Le ministre iranien des Affaires étrangères, Abbas Araghchi, a réagi, jeudi 20 août, aux menaces de lancement d’une opération économique contre l’Iran brandies par le président américain Donald Trump, déclarant que « persister dans la poursuite de politiques vouées à l’échec ne fera qu’entraîner davantage de défaites et suscitera l’hostilité des Iraniens ».
Il a ajouté que la menace de « lancer une opération économique » contre l’Iran vise en réalité à détourner l’attention de l’opinion publique américaine des crises financières intérieures de ce pays, à savoir une dette sans précédent et une hausse vertigineuse des taux d’intérêt bancaires.
« Ce qu’on appelle le “Jour J économique” n’est qu’une diversion destinée à détourner l’attention de la véritable crise que traverse l’Amérique : une dette sans précédent et une flambée des coûts d'intérêt », a-t-il déclaré.
M. Araghchi a souligné dans une publication sur X que « le terrorisme économique américain menace l’économie mondiale et la souveraineté nationale des pays à travers le monde ».
Le président américain Donald Trump a annoncé mercredi sur son compte « Truth Social », le lancement de ce qu'il a qualifié d'« opération économique la plus dévastatrice » de l’histoire contre l'Iran.
« J’annonce l’opération économique la plus dévastatrice jamais menée contre un quelconque pays ! », a-t-il dit. « J’annonce également que tout pays qui autorisera ses institutions financières, ses entreprises, ses aéroports ou ses organismes gouvernementaux à fournir quelque type de soutien que ce soit à l’Iran sera confronté à de graves conséquences économiques. »
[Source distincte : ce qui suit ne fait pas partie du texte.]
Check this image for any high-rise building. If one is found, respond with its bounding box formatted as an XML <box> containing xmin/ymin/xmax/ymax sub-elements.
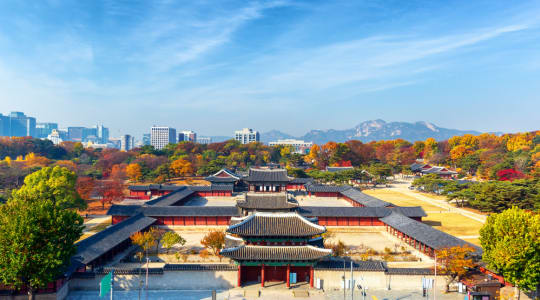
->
<box><xmin>268</xmin><ymin>139</ymin><xmax>313</xmax><ymax>154</ymax></box>
<box><xmin>68</xmin><ymin>127</ymin><xmax>86</xmax><ymax>142</ymax></box>
<box><xmin>197</xmin><ymin>137</ymin><xmax>212</xmax><ymax>144</ymax></box>
<box><xmin>96</xmin><ymin>125</ymin><xmax>109</xmax><ymax>144</ymax></box>
<box><xmin>178</xmin><ymin>130</ymin><xmax>197</xmax><ymax>143</ymax></box>
<box><xmin>36</xmin><ymin>122</ymin><xmax>58</xmax><ymax>139</ymax></box>
<box><xmin>2</xmin><ymin>111</ymin><xmax>36</xmax><ymax>137</ymax></box>
<box><xmin>234</xmin><ymin>128</ymin><xmax>260</xmax><ymax>144</ymax></box>
<box><xmin>120</xmin><ymin>134</ymin><xmax>135</xmax><ymax>151</ymax></box>
<box><xmin>47</xmin><ymin>129</ymin><xmax>63</xmax><ymax>145</ymax></box>
<box><xmin>150</xmin><ymin>126</ymin><xmax>176</xmax><ymax>150</ymax></box>
<box><xmin>142</xmin><ymin>133</ymin><xmax>151</xmax><ymax>146</ymax></box>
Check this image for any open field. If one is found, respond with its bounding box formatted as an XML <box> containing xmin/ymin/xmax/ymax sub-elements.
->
<box><xmin>362</xmin><ymin>189</ymin><xmax>444</xmax><ymax>212</ymax></box>
<box><xmin>422</xmin><ymin>213</ymin><xmax>483</xmax><ymax>237</ymax></box>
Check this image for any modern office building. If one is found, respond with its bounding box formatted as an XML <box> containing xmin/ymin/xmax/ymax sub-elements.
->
<box><xmin>142</xmin><ymin>133</ymin><xmax>151</xmax><ymax>146</ymax></box>
<box><xmin>0</xmin><ymin>111</ymin><xmax>36</xmax><ymax>137</ymax></box>
<box><xmin>178</xmin><ymin>130</ymin><xmax>197</xmax><ymax>143</ymax></box>
<box><xmin>36</xmin><ymin>122</ymin><xmax>58</xmax><ymax>139</ymax></box>
<box><xmin>234</xmin><ymin>128</ymin><xmax>260</xmax><ymax>144</ymax></box>
<box><xmin>96</xmin><ymin>124</ymin><xmax>109</xmax><ymax>144</ymax></box>
<box><xmin>197</xmin><ymin>137</ymin><xmax>212</xmax><ymax>144</ymax></box>
<box><xmin>269</xmin><ymin>139</ymin><xmax>313</xmax><ymax>154</ymax></box>
<box><xmin>150</xmin><ymin>126</ymin><xmax>176</xmax><ymax>150</ymax></box>
<box><xmin>47</xmin><ymin>129</ymin><xmax>64</xmax><ymax>145</ymax></box>
<box><xmin>120</xmin><ymin>134</ymin><xmax>135</xmax><ymax>151</ymax></box>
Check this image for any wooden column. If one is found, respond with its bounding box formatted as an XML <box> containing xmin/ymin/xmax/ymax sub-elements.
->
<box><xmin>261</xmin><ymin>264</ymin><xmax>264</xmax><ymax>287</ymax></box>
<box><xmin>309</xmin><ymin>266</ymin><xmax>315</xmax><ymax>287</ymax></box>
<box><xmin>287</xmin><ymin>264</ymin><xmax>291</xmax><ymax>288</ymax></box>
<box><xmin>238</xmin><ymin>265</ymin><xmax>242</xmax><ymax>287</ymax></box>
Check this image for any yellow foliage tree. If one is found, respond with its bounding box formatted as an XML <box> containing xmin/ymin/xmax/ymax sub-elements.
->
<box><xmin>170</xmin><ymin>158</ymin><xmax>193</xmax><ymax>176</ymax></box>
<box><xmin>506</xmin><ymin>134</ymin><xmax>531</xmax><ymax>152</ymax></box>
<box><xmin>126</xmin><ymin>163</ymin><xmax>142</xmax><ymax>182</ymax></box>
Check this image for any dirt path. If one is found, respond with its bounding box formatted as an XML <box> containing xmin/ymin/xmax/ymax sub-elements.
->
<box><xmin>388</xmin><ymin>182</ymin><xmax>487</xmax><ymax>223</ymax></box>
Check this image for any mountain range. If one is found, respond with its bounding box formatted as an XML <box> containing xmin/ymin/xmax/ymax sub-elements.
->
<box><xmin>212</xmin><ymin>120</ymin><xmax>486</xmax><ymax>144</ymax></box>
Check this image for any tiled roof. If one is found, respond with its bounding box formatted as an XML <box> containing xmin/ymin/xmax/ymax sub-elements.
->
<box><xmin>244</xmin><ymin>169</ymin><xmax>291</xmax><ymax>182</ymax></box>
<box><xmin>224</xmin><ymin>234</ymin><xmax>244</xmax><ymax>248</ymax></box>
<box><xmin>306</xmin><ymin>183</ymin><xmax>351</xmax><ymax>193</ymax></box>
<box><xmin>188</xmin><ymin>183</ymin><xmax>234</xmax><ymax>192</ymax></box>
<box><xmin>315</xmin><ymin>259</ymin><xmax>386</xmax><ymax>271</ymax></box>
<box><xmin>381</xmin><ymin>212</ymin><xmax>480</xmax><ymax>251</ymax></box>
<box><xmin>205</xmin><ymin>176</ymin><xmax>238</xmax><ymax>183</ymax></box>
<box><xmin>146</xmin><ymin>186</ymin><xmax>194</xmax><ymax>206</ymax></box>
<box><xmin>220</xmin><ymin>245</ymin><xmax>332</xmax><ymax>261</ymax></box>
<box><xmin>341</xmin><ymin>188</ymin><xmax>392</xmax><ymax>207</ymax></box>
<box><xmin>297</xmin><ymin>206</ymin><xmax>426</xmax><ymax>218</ymax></box>
<box><xmin>236</xmin><ymin>193</ymin><xmax>298</xmax><ymax>210</ymax></box>
<box><xmin>227</xmin><ymin>212</ymin><xmax>326</xmax><ymax>237</ymax></box>
<box><xmin>128</xmin><ymin>184</ymin><xmax>182</xmax><ymax>191</ymax></box>
<box><xmin>289</xmin><ymin>178</ymin><xmax>313</xmax><ymax>184</ymax></box>
<box><xmin>326</xmin><ymin>167</ymin><xmax>354</xmax><ymax>173</ymax></box>
<box><xmin>73</xmin><ymin>214</ymin><xmax>156</xmax><ymax>264</ymax></box>
<box><xmin>107</xmin><ymin>204</ymin><xmax>239</xmax><ymax>217</ymax></box>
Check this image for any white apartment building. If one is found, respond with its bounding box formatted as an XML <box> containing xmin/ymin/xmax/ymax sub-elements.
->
<box><xmin>178</xmin><ymin>130</ymin><xmax>197</xmax><ymax>143</ymax></box>
<box><xmin>234</xmin><ymin>128</ymin><xmax>260</xmax><ymax>144</ymax></box>
<box><xmin>268</xmin><ymin>139</ymin><xmax>313</xmax><ymax>154</ymax></box>
<box><xmin>150</xmin><ymin>126</ymin><xmax>176</xmax><ymax>150</ymax></box>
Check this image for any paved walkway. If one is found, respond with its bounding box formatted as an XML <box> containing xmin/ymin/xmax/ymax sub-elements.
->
<box><xmin>388</xmin><ymin>182</ymin><xmax>487</xmax><ymax>223</ymax></box>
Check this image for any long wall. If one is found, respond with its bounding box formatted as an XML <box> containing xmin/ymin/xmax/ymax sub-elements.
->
<box><xmin>69</xmin><ymin>269</ymin><xmax>445</xmax><ymax>290</ymax></box>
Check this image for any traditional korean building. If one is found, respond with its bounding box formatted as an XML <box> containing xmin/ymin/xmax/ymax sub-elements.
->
<box><xmin>221</xmin><ymin>212</ymin><xmax>332</xmax><ymax>287</ymax></box>
<box><xmin>243</xmin><ymin>169</ymin><xmax>292</xmax><ymax>193</ymax></box>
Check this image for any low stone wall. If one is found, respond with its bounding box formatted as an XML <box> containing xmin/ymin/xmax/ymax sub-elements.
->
<box><xmin>70</xmin><ymin>271</ymin><xmax>237</xmax><ymax>290</ymax></box>
<box><xmin>314</xmin><ymin>269</ymin><xmax>445</xmax><ymax>290</ymax></box>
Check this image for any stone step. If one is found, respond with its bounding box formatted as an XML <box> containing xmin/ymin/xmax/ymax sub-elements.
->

Cette menace survient alors que sa guerre contre l’Iran, lancée aux côtés du régime israélien le 28 février, n’a atteint aucun de ses objectifs.
Dans son message, M. Araghchi a partagé deux articles du New York Times et de CNN sur la dette nationale américaine, qui a dépassé les 40 000 milliards de dollars. Selon le New York Times, cette dette a franchi ce seuil, pour la première fois mercredi, un cap inquiétant pour une économie fragilisée par des décennies d’emprunts destinés notamment à financer les dépenses militaires, les programmes de protection sociale et les réductions d’impôts de Trump.
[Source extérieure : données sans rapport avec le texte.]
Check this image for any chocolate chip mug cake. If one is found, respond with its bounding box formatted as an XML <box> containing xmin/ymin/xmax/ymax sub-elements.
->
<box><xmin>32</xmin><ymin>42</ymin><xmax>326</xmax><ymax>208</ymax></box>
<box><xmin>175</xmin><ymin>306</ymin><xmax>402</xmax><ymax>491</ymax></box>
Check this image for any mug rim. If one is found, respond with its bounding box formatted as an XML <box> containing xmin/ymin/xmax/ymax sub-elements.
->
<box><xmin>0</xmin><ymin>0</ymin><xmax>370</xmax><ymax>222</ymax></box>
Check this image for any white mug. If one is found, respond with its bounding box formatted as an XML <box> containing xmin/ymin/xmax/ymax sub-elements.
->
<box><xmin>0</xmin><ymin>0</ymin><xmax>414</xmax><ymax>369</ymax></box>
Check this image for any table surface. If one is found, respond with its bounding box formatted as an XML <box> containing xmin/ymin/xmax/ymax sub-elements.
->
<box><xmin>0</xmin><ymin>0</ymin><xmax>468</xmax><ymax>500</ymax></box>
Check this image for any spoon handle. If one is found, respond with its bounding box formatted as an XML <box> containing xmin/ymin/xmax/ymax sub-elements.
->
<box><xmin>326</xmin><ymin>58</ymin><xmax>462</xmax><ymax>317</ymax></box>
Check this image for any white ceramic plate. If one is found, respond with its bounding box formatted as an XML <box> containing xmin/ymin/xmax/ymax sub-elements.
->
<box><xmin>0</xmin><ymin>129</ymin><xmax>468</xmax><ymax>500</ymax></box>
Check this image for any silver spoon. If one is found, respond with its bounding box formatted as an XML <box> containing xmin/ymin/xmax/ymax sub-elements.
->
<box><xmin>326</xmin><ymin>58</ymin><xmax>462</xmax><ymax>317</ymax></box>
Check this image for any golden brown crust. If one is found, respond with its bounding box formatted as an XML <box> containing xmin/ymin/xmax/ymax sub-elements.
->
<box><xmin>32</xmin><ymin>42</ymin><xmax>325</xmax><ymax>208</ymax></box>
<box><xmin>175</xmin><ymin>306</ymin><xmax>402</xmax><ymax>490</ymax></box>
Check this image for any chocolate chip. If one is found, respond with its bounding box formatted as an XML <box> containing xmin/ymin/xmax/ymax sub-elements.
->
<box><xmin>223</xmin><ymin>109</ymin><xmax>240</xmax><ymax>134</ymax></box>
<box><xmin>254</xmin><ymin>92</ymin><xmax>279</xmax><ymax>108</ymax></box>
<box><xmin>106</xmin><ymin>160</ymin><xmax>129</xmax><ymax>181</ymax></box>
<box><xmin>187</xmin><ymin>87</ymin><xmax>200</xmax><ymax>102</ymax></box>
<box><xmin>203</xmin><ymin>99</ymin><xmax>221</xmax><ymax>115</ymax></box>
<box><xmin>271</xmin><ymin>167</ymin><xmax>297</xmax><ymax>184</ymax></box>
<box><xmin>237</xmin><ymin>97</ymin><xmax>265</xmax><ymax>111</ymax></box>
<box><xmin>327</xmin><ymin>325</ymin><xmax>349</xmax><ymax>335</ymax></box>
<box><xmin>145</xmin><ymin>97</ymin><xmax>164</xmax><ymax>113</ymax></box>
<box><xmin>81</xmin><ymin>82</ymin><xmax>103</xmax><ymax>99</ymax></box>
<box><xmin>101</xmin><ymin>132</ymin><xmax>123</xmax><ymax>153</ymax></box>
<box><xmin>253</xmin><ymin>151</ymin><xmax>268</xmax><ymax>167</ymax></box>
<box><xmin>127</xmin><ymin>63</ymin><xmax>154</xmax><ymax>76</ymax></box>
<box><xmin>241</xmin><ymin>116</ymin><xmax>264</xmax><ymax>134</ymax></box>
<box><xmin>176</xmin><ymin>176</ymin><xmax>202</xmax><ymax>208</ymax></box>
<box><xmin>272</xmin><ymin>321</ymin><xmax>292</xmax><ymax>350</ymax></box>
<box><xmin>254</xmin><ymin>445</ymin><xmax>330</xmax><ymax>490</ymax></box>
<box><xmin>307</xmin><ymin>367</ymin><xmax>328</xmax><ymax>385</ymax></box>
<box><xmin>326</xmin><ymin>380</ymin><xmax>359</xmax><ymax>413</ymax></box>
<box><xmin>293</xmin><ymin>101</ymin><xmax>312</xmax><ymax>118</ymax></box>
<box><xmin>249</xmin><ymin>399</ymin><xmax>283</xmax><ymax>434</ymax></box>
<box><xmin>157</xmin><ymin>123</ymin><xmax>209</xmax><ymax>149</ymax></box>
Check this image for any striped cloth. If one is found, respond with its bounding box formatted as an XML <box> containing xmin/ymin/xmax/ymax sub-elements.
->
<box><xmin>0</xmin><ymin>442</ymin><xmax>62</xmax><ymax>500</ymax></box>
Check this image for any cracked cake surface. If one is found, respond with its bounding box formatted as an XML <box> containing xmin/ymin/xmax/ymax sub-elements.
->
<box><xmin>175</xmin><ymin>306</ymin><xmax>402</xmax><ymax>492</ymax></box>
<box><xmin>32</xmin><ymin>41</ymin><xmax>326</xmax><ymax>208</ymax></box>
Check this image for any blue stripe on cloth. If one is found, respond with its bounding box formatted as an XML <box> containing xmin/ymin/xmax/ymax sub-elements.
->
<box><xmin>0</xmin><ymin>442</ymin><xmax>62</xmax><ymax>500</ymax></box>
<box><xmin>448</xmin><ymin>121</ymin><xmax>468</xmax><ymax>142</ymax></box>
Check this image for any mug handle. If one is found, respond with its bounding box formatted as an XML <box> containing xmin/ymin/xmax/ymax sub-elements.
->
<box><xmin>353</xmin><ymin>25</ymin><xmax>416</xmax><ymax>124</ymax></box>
Rien que cette année, les États-Unis sont en voie d’emprunter plus de 2 000 milliards de dollars pour faire face à leurs obligations, notamment les dépenses liées à la guerre d'agression contre Iran et les réductions d’impôts adoptées par les républicains en 2025.
CNN, citant un rapport du département du Trésor, a également souligné l’aggravation de l’endettement américain. La dette fédérale a atteint un niveau record de 40 000 milliards de dollars mardi.
L’Iran a déclaré que les précédentes campagnes de pression américaines n’avaient pas réussi à modifier la politique de Téhéran et a averti que la répétition de la même approche produirait des résultats similaires.